If Dr. Okowa is not doing well enough, then he has to be replaced; because there are surely other eminently qualified Anioma sons and daughters who can replace him. And any argument for the governorship to be taken away from the Delta North district before 2023 will be seen as a big slap on the face of the entire Anioma. I can almost guarantee that every genuine son or daughter of Anioma shall and will guard against that.

It is therefore not only surprising but disheartening that the People’s General, Chief Great Ovedje Ogboru, would be angling to short-change a section of the same people that he seeks to lead.

While he is constitutionally qualified to aspire to govern Delta State, Chief Ogboru should rest till 2023 in the spirit of fair play and equity. Unless he is telling everyone that his quest to rule Delta State over these many years has eroded his filial duties to his own mother’s people. He must stop to ponder deeply why the same Delta North region that earnestly voted for him in 2011, from where he won four local government areas, would totally reject him in 2015.

Come to think of it, the Chief Ogboru who after contesting elections disappears from public glare cannot be said to be overambitious. Here’s a man who doesn’t contribute to any national or state discuss. A man who has never spoken of good nor condemned ills in the society, including a ravaging menace of herdsmen, when people are harassed, raped, maimed and killed periodically in his own domain.

If what I read is true, that he is actually preparing for 2019, then his handlers should advise him against such a wrong step because there is no path to victory. The political situation has changed since 2011, as evident in 2015.  And now that he has joined the All Progressives Party, APC, he appears to be borrowing a leaf from PMB who contested many times before he won, thinking that he too can win this time. However, Chief Ogboru must know that all politics is local, and that he is not Buhari. Moreso, he has to know that Buhari won in 2015 because it was the turn of the North, and Jonathan was seen as more of an opportunist trying to usurp the Northern people’s chance trying to usurp the turn of Delta North.

For equity sake, I will strongly advise him to invest the goodwill of his followers in supporting a Delta North candidate this time around. The return on such investment would be very high.
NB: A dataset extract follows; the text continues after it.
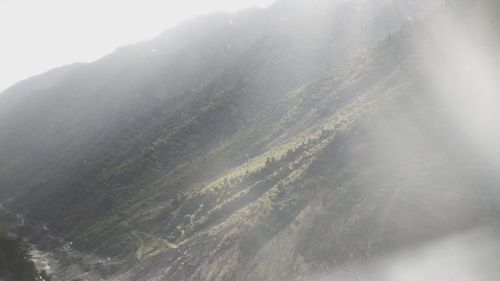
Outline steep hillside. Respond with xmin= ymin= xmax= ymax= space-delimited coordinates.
xmin=0 ymin=0 xmax=500 ymax=280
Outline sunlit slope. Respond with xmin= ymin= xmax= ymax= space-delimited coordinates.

And if by 2023, he still wishes to run; his bargaining power could be very huge when it is the turn of Delta Central. But should he decide not to run, it will be written in history that he sacrificed to join the ultimate charge that freed the people of Delta State from political bondage.

Also, many Urhobos may be concerned that should another Anioma indigene win the governorship on the platform of the APC, will the new governor respect the standing gentlemanly agreement to serve for one term? This question has been raised by not a few people, especially Urhobo, who feel that they may be short-changed by any digression. It is a legitimate concern given the high level of distrust in Nigeria’s politics. However, what I believe and can foresee is that if by 2023 the Anioma governor chooses, contrary to the agreed rotation to re-contest, the politics of fair play which gave Anioma the governor will remove him/her from office as the other zones will definitely kick against it, and will support Delta Central. Such betrayal can never stand, and because in my view Delta State needs to be freed, such a concern isn’t enough reason to cut Delta North’s tenure to only one. That is not equity; and that will be unfair to Chief Ogboru’s mother’s people too. But more importantly it would doom APC’s efforts to takeover Delta State.

At 60 years, Chief Great Ovedje Ogboru should bother more about his legacy, the wellbeing of the Delta State he would wish to live to see, as well as strengthening the next generation; instead of pursuing personal gains which might be more egoistic than fulfilling.

The People’s General should stand out as a Field Marshal and kingmaker, especially in 2019 when the odds are not in his favour.